Sara Facio, Cierre de campaña de Hector J. Campora, Avellaneda. 08.03.1973, 1973, giclée printing on cotton fiber base paper, 11 8/10 x 15 8/10.”

Buenos Aires

Sara Facio

Museo de Arte Latinoamericano de Buenos Aires (Malba)
Avenida Figueroa Alcorta 3415
March 8–July 30

This exhibition comprises one hundred and fifteen mostly never-before-seen photographs concerning Juan Domingo Perón, one of the most famous—and polemical—populist leaders in Latin American history. The works in this show differ from other photographs of the political leader because, firstly, they were taken by a female photographer. Sara Facio was a photojournalist working for the French agency Sipa Press in the early 1970s, a time when there were virtually no Argentinian women working in photojournalism. Secondly, these pictures were chosen from thirty-one rolls of film that were left in the bottoms of boxes in the artist’s archives for decades; Facio eventually grew more interested in portraiture and photographic essays than in journalism and documentary.

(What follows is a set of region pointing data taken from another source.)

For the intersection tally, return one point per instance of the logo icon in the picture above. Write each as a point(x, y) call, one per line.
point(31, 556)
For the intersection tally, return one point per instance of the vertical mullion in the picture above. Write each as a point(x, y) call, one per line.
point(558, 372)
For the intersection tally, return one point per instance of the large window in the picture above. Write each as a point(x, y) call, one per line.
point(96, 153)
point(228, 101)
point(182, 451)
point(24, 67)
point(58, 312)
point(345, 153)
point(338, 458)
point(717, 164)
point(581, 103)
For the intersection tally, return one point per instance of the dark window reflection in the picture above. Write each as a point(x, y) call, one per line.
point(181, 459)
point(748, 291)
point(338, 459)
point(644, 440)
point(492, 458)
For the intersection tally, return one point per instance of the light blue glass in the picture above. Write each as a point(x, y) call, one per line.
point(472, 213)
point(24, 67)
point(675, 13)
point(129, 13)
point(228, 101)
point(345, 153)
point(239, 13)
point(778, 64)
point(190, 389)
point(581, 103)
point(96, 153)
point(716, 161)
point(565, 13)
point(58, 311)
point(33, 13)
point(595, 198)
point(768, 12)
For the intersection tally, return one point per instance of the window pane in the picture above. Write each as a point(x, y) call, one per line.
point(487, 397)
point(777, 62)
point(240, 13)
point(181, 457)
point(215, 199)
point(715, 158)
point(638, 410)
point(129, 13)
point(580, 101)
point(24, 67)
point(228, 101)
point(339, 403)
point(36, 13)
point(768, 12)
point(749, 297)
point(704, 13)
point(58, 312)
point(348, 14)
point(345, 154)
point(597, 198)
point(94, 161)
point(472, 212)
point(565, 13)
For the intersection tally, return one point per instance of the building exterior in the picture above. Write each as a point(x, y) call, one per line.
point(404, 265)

She did not bring these photographs to public attention sooner in order to not “take advantage of the country’s political context”—the most recent period of Peronist governments in Argentina came to an end in 2015. Facio is reluctant to engage politics head-on: She does not consider herself an activist or a Peronist. She simply sensed that what she witnessed in Argentina in the 1970s was historic and worth documenting. Although an insightful distance makes itself felt in these images, her point of view is sympathetic to the people; unlike the aerial views of the masses taken by the press photographers covering politics and the Casa Rosada, Facio’s vision of the marchers near the Plaza de Mayo is captured on the ground, up close.

Peronism has been born, has died, and has been reborn over the course of decades. These works portray the fanaticism occasioned by a political leader’s return to his country in 1972 and the wails unleashed upon his death in 1974. Chaos, violence, resistance, utopia, struggle, hope, bloodshed, sorrow, darkness—those are the words that describe Argentina and South America as a whole in the years immediately before the long night of military dictatorship set in.

Translated from Spanish by Jane Brodie.